Paris s’est certes doté de salles de concerts remarquables depuis quelque temps mais, cela n’y change strictement rien, le plaisir est toujours aussi grand de vivre un moment de musique à la salle Cortot, écrin parfait que le grand Alfred complimentant l’architecte Perret qualifia de « Stradivarius ». Un écrin de plus en plus fréquenté depuis que la veille dame de la rue Cardinet est sortie d’une longue torpeur. La création du Centre de Musique de Chambre de Paris en 2015, à l’initiative du violoncelliste Jérôme Pernoo, aura à cet égard joué un rôle décisif et les choses ne sont pas près de changer si l’on en juge par les qualités du programme sur lequel s’ouvre la saison 2017-2018 du Centre. Il se donne les jeudis, vendredis et samedis jusqu’au 9 décembre.

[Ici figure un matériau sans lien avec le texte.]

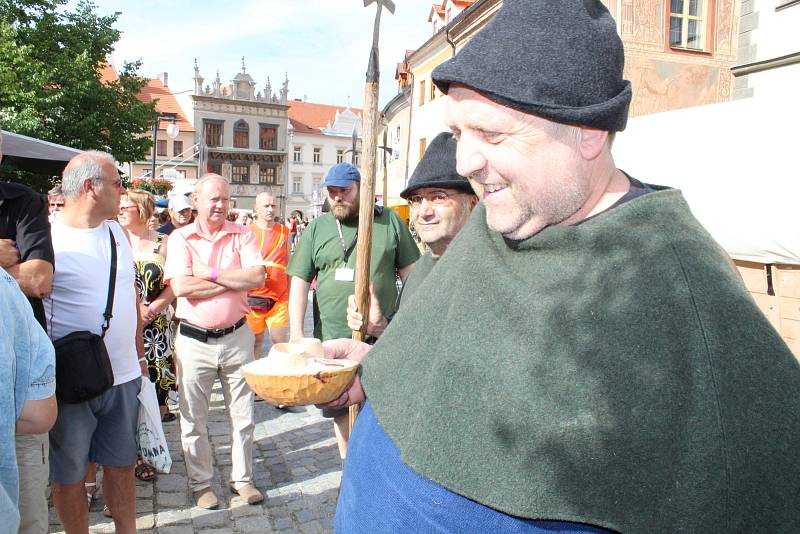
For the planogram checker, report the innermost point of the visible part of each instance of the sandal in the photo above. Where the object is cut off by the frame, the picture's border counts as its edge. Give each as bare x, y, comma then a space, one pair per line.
90, 493
168, 417
144, 471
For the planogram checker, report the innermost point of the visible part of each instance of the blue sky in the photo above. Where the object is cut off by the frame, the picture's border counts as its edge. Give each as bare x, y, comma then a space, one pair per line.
323, 45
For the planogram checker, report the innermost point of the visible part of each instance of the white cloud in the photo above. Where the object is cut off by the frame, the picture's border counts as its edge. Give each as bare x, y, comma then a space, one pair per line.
323, 45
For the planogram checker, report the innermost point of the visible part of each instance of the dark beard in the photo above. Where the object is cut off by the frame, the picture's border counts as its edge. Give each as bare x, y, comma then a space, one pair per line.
343, 212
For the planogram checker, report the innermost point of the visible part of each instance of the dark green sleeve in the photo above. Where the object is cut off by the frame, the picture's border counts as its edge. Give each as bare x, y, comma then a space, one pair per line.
302, 263
407, 249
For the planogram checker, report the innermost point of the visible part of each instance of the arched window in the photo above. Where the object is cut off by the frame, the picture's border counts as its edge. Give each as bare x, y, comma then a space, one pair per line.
241, 135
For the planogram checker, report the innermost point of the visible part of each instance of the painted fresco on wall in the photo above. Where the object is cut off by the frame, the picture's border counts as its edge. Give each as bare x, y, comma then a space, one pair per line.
649, 24
662, 85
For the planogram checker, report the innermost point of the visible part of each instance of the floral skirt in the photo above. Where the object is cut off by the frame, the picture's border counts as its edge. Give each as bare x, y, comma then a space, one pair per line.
159, 340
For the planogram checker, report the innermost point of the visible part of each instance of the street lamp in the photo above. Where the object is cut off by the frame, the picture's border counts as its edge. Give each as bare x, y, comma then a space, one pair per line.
172, 132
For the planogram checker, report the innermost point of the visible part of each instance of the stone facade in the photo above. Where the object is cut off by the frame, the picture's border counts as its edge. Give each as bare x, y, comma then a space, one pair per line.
243, 135
321, 137
664, 75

Le Quatuor Zaïde © Neda Nevae

En première partie de soirée, le Quatuor de César Franck sous les archets du Quatuor Zaïde (Charlotte Juillard, Leslie Boulin Raulet, Sarah Chenaf, Juliette Salmona). Tous les quatuors ne connaissant pas le sort – mérité ô combien ! – de ceux de Debussy, Ravel et Dutilleux : avec les Quatuors de Lalo, de Chausson ou, au XXe siècle, celui – touffu mais si fascinant – de Florent Schmitt (puisse le Centre de Musique de Chambre y penser un jour ...), l’ouvrage de Franck fait partie de ces solitaires du répertoire chambriste que l’on n’entend pas assez souvent. Après avoir signé il y peu un très bel enregistrement du Quatuor en ré majeur – couplé avec Chanson perpétuelle de Chausson (1) – les Zaïde reviennent à cette partition en concert.
Dès l’attaque du mouvement initial, la franchise et la plénitude que le premier violon met dans l’énoncé du thème fondateur signalent des interprètes au cœur de leur sujet. On les suit avec un bonheur sans mélange dans les complexes entrelacs de l’ultime réalisation chambriste de Franck, au fil d’une interprétation tout à la fois dense et aérienne (fabuleux Scherzo !), engagée, charnelle et intensément lyrique, jusqu’à la puissante conclusion de l’Allegro molto.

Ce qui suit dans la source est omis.